Fifteen Jewish years ago today, I was leaving a Domino’s Pizza one block from Kings of Israel Square (today’s Rabin Square) in the heart of Tel Aviv. The largest peace rally in Israel’s history was in full swing, and someone said that Prime Minister Yitzhak Rabin was speaking. I wanted to return to the rally in time to hear at least some of his remarks. Unfortunately, I would never hear him speak again. With pizza in hand, I arrived at the square just as pandemonium broke out and people started screaming that Rabin had been shot. I distinctly remember two thoughts running through my head: “God, please let him live,” and “If he had to be shot, I pray it was not an Arab who did it.”
I made my way to Ichilov Hospital with a heavy heart and a camcorder. After waiting for what seemed like an eternity with a gathering crowd at the gates of the hospital, I saw a stricken Eitan Haber, Rabin’s aide, make his way towards us and deliver the announcement that no one wanted to hear: “The government of Israel announces in dismay, in great sadness, and in deep sorrow, the death of Prime Minister and Minister of Defense Yitzhak Rabin, who was murdered by an assassin tonight in Tel Aviv. May his memory be blessed.”
Well, almost no one. While wailing and sobs immediately rang out from our group, I will never forget watching in stunned silence as a small group of Orthodox Jews immediately to our right began cheering, singing and dancing. I taped their short-lived celebration of Rabin’s death, which made me sick to my stomach. These idiots were soon set upon by outraged members of our crowd, and the police had to intervene. As I trudged home that night, a very distinct impression settled on my mind that any real opportunity for a comprehensive peace between Israelis and Palestinians had died on the operating table with Rabin. I spent the remaining seven months of my diplomatic tour in a country in deep mourning, and regret very much that the intervening years have done little to dispel my pessimistic impression.
Israelis are debating Rabin’s peacemaking legacy this week, but I frankly don’t see much of a legacy to discuss apart from his personal achievements and service to his country. When Rabin originally signed on to the peace process with the Palestinians, he did so after calculating that a signed peace treaty with the Arab states would allow Israel to have a freer hand to focus on its mortal enemy in the region, Iran. Well, Iran is still Israel’s mortal enemy; in fact, it’s even more mortal today. As is Gaza, which is now indirectly controlled by Iran.
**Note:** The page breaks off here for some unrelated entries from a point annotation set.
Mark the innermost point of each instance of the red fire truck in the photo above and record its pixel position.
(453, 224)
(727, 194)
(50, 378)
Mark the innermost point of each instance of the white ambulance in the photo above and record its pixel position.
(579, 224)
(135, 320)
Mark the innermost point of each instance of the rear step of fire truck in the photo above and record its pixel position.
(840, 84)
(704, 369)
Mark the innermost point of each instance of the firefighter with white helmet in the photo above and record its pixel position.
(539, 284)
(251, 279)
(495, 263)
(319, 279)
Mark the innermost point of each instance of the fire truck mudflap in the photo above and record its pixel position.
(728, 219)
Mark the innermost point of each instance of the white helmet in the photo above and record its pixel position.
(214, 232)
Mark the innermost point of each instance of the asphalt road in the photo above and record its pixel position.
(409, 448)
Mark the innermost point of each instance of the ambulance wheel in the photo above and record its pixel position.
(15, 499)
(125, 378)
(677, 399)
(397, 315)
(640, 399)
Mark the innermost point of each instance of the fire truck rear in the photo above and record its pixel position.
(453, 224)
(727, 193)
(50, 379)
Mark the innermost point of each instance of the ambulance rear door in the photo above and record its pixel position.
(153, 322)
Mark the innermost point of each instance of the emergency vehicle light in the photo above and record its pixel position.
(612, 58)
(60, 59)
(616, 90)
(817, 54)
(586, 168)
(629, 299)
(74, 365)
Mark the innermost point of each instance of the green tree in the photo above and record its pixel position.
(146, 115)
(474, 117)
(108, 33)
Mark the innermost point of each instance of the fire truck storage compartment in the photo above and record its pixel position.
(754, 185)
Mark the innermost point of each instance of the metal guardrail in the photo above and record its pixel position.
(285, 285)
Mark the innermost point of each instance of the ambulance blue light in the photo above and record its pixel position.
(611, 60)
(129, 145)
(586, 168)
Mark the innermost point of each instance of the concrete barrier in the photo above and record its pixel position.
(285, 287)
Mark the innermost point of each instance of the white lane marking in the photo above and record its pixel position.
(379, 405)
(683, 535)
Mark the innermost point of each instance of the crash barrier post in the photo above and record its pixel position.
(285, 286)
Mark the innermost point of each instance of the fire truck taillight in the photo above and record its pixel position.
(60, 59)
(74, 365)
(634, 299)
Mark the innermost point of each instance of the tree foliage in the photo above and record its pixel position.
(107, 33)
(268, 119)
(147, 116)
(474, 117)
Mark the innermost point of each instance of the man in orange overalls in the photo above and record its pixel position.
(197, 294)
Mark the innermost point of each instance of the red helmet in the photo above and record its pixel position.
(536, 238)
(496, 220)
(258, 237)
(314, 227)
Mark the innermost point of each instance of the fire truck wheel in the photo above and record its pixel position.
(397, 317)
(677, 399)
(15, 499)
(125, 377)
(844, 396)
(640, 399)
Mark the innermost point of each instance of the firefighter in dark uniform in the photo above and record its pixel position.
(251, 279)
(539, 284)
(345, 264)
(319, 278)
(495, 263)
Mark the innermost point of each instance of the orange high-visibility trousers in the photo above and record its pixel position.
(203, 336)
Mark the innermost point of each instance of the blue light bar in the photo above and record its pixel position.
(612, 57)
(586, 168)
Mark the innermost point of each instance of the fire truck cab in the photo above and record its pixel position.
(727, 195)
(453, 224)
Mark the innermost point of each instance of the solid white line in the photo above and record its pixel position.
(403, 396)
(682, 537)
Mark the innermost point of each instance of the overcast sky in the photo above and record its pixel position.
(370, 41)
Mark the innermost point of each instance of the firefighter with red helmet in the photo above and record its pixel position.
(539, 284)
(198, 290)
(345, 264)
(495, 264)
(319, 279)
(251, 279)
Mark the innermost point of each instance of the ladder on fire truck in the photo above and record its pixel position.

An unsightly (albeit necessary) security barrier/wall/fence separates most of eastern Israel from the West Bank, which is still under Israeli rule. Relations with the U.S. are strained, and Israel is increasingly isolated in the international arena. Internally, it remains a country riven by deep religious, ethnic, and political divisions. It is not necessary to blame Israel (or Rabin) for failure to make peace in order to realize that a comprehensive peace is far less likely now than it was 15 years ago.
I recall having mixed reactions to Rabin’s peacemaking odyssey. While I admired his personal courage in signing the Oslo Accords and negotiating with Palestinian leaders, I never understood why he thought he could make peace with a Jew-hating terrorist. During my two years in Israel, the peace process served only to provide cover for the horrific bus bombings, kidnappings and shootings that brought terror to Israel’s streets. I was outraged when Arafat was awarded the Nobel Peace Prize in 1994 along with Rabin and Shimon Peres “for their efforts to create peace in the Middle East.” I was only too pleased to attend a press conference at the Jerusalem Hilton in December of that year called by Kaare Kristiansen, a principled Norwegian mensch who had resigned from the Nobel Peace Prize Committee in protest at the ill-considered decision to award the peace prize to a terrorist. I recall that he was accompanied by the father of a soldier who had been kidnapped and murdered by Hamas. Kristiansen apologized to Israelis for the Nobel committee’s decision and heaped abuse on Arafat. It was one of the more memorable speeches I heard in Israel, and it crystallized in my mind why the Rabin approach to peacemaking was ultimately doomed to fail. If there is anything that we can learn from the well-intentioned peacemaking efforts of this courageous man, it’s that peace can only be made between partners who are ready, willing, and able to do so. If anyone sees this happening in the foreseeable future in today’s Middle East, he is a far more visionary person than I.